Each requirement must be met in order to receive a grade.  A brief guide to each requirement follows.

1. The point of the journal is really emotional growth and social maturity.  Students learn to reflect on their experiences in the hope that they will train themselves to observe interactions and detect patterns (e.g., how does agenda control work?, who has power?, who are the gatekeepers?, etc).  The idea is to encourage students to be flexible, to realize they need to make adjustments to their original plans, to see themselves in the context of the larger a social world.  We will read an excellent recent essay by Langton and Kammera on journal writing which approaches the topic from this perspective.  It trains students to approach their community experience as “fieldwork.”  Go to e-reserve under Simeone. Find PS 397 Internship Seminar—the password is “action”—all lower case letters.

2. The process part of the grade gives students incentives to record and document their action research activities with their community partners, e.g., “on-site supervisor.”  There are many internship activities that can serve as part of the process grade—meeting minutes, action plans, interview notes—but every intern will have to complete two important on-campus process requirements.  These are (A) filing an Action Research Center (ARC) project summary; (B) attending a bi-weekly internship seminar to discuss and digest experiences. 

The project summary is essentially a who/what/where/when/how description of what has been accomplished on your internship project to date. Examples of project summaries can be found in the project binders held in the ARC cabinet outside CLA 263.  See the Old House Society project binder for an example of a well-done project summary. 

The bi-weekly meeting time allows students to share experiences.  They form a learning community in which they can learn from, support and mentor each other.  Each intern will be required to attend the bi-monthly meeting.  Activities during the meetings will vary, but each internship seminar will ideally feature at least one guided reflection or didactic exercise and one verbatim exercise.  The first “didactic” exercise will take place in the second week and will focus on the nature of action research and learning about organizational structure.  The reading for this session will be Chapters 2 & 3 in Ernest Stringer, Action Research 2nd ed. on e-reserve.  Didactic sessions are designed to teach students key concepts in political science or citizenship skills as they emerge in the course of their internship experience.  The didactic allows the professor running the seminar to provide guidance on basic concepts (e.g., what is agenda control?) and how-to information (e.g., how to take minutes, what goes in an action plan, when a status report is needed).

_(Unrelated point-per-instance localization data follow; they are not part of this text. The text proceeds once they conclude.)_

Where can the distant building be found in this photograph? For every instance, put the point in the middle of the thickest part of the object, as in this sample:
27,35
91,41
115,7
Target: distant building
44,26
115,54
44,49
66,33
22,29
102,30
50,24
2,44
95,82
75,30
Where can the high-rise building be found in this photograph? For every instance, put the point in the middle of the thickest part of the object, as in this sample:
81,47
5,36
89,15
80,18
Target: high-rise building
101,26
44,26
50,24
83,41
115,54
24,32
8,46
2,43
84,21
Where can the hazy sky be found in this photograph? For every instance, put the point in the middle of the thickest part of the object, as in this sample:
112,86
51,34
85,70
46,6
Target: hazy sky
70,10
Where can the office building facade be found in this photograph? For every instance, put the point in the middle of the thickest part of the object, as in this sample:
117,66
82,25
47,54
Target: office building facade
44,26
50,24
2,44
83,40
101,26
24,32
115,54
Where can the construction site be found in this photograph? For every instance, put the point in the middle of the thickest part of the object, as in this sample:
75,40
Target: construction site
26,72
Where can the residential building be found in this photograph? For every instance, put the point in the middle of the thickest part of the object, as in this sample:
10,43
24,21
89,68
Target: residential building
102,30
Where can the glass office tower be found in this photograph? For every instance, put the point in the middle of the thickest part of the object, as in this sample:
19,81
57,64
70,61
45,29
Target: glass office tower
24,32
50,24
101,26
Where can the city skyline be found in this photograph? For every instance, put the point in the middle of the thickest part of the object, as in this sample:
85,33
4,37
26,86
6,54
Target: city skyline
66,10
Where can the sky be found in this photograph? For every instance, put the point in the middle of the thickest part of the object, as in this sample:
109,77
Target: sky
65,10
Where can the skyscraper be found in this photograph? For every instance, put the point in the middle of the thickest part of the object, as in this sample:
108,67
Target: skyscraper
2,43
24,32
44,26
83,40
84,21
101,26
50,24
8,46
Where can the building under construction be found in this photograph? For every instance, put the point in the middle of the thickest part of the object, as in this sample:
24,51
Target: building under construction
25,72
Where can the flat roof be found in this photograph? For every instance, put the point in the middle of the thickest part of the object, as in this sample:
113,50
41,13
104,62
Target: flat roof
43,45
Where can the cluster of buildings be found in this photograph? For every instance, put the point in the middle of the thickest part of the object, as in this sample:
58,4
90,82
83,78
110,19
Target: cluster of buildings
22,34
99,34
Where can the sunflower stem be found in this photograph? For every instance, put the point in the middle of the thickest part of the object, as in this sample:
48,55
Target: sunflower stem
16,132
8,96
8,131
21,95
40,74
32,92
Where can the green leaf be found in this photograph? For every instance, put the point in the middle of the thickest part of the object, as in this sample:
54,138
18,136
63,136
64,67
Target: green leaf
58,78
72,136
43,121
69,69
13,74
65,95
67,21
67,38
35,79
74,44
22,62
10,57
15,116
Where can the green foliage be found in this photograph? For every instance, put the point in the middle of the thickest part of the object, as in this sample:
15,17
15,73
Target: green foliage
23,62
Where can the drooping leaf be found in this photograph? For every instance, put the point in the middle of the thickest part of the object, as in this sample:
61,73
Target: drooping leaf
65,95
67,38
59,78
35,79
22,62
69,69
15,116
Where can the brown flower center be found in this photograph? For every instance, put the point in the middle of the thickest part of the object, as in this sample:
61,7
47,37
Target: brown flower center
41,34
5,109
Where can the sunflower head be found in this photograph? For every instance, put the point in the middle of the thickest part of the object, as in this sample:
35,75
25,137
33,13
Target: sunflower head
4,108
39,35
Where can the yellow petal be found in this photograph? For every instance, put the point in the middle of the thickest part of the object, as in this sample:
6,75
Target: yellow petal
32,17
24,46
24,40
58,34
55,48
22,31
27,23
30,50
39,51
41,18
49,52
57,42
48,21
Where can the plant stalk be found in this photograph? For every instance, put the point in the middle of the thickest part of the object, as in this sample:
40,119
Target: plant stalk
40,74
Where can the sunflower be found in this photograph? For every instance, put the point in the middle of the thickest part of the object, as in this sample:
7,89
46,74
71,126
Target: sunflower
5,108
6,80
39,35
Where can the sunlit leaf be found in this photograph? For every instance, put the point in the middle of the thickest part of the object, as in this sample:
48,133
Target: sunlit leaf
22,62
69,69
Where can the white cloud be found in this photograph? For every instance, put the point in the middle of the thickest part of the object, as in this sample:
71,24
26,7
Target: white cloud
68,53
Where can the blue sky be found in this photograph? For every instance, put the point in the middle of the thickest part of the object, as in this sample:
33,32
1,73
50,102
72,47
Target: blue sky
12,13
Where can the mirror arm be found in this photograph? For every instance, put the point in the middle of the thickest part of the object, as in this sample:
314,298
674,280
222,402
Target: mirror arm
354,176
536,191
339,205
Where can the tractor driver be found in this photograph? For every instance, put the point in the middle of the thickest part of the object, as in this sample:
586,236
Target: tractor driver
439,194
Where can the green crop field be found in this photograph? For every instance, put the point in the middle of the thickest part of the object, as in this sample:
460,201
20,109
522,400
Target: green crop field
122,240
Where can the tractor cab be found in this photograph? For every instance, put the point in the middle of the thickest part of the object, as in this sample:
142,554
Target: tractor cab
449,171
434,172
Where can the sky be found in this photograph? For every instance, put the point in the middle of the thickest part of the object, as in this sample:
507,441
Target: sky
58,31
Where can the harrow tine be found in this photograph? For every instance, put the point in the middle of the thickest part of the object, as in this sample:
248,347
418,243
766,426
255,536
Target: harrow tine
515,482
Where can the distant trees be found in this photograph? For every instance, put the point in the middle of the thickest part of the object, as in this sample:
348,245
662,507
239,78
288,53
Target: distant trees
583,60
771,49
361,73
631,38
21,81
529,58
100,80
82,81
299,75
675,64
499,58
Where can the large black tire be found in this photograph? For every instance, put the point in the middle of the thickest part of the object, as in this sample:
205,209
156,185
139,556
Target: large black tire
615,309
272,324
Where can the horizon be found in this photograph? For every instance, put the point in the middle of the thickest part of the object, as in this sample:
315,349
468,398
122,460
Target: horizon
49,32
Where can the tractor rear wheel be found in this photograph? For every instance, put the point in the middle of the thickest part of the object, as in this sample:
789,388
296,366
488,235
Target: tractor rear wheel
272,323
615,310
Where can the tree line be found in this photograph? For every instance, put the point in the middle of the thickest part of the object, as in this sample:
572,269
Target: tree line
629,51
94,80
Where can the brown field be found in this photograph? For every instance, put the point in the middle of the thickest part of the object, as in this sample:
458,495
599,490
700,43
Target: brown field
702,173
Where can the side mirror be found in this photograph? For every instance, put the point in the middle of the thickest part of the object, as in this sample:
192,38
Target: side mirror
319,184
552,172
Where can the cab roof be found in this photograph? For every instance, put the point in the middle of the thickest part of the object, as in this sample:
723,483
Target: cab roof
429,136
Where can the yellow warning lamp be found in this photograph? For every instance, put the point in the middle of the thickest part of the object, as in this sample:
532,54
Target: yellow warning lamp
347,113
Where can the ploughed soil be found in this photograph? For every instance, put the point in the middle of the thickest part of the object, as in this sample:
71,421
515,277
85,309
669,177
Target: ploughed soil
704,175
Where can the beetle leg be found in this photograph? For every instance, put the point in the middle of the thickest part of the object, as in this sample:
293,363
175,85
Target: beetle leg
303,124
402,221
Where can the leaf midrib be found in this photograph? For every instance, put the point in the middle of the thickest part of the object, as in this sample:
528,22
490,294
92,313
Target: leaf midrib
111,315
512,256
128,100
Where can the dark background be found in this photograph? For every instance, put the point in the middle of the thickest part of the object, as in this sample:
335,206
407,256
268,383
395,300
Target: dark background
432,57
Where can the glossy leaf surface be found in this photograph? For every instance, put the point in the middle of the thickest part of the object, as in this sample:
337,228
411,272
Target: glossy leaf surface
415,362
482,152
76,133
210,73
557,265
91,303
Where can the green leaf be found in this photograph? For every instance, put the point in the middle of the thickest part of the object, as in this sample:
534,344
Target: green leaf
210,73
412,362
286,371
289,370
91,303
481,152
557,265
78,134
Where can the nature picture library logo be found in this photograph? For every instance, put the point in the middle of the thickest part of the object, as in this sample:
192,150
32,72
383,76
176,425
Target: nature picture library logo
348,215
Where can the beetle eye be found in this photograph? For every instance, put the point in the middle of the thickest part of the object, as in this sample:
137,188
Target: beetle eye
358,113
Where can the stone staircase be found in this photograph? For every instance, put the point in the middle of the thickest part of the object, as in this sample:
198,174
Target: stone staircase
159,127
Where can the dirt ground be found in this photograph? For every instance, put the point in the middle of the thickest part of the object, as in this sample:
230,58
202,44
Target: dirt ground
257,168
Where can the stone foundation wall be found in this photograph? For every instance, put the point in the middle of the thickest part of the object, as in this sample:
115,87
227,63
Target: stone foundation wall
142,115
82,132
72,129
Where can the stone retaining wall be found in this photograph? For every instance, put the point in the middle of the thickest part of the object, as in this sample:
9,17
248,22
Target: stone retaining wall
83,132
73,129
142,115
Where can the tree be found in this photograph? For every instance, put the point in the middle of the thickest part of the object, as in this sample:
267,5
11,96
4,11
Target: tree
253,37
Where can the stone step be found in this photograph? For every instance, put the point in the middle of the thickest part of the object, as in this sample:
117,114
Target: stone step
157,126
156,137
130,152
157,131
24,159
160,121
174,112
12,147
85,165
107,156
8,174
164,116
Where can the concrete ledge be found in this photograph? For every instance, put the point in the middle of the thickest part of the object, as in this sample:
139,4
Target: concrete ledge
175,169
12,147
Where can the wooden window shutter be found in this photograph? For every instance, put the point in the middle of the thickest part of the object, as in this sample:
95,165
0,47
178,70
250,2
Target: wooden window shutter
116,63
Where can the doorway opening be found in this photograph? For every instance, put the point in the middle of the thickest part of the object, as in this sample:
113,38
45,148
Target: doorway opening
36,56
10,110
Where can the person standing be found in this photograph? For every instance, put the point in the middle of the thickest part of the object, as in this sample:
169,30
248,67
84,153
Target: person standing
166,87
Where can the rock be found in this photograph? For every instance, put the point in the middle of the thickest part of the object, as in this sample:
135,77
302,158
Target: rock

The “verbatim” exercise involves writing down word for word in dialogue form a conversation the student had with a member of their organization or the public during their internship.  The scripts will then be read by other members of the group and the interaction discussed by the group.  By enabling students to recognize the assumptions they bring to their professional lives, the dialogues help students discard dysfunctional behaviors and help them work on developing functional patterns.

3. The outcome requirement encourages students to conceive of their internship as action research (i.e., as a project that produces a definable and useful outcome).  The kinds of outcomes vary with each internship, and should be arranged via the learning contract and agreed ahead of time to by the student, the professor, and the on-site supervisor.  ARC and the Department of Political Science encourage students to conceive of their internship as action research (i.e., as a project that produces a definable outcome).

4. A supervisor’s evaluation form will be sent to your internship supervisor by the career center after the signed learning contract is returned to the career center office.  But in order to lessen the load on our community partners, I will offer the option of a brief meeting in their office, during which I can cover the essential evaluation and save them the hassle of a written report.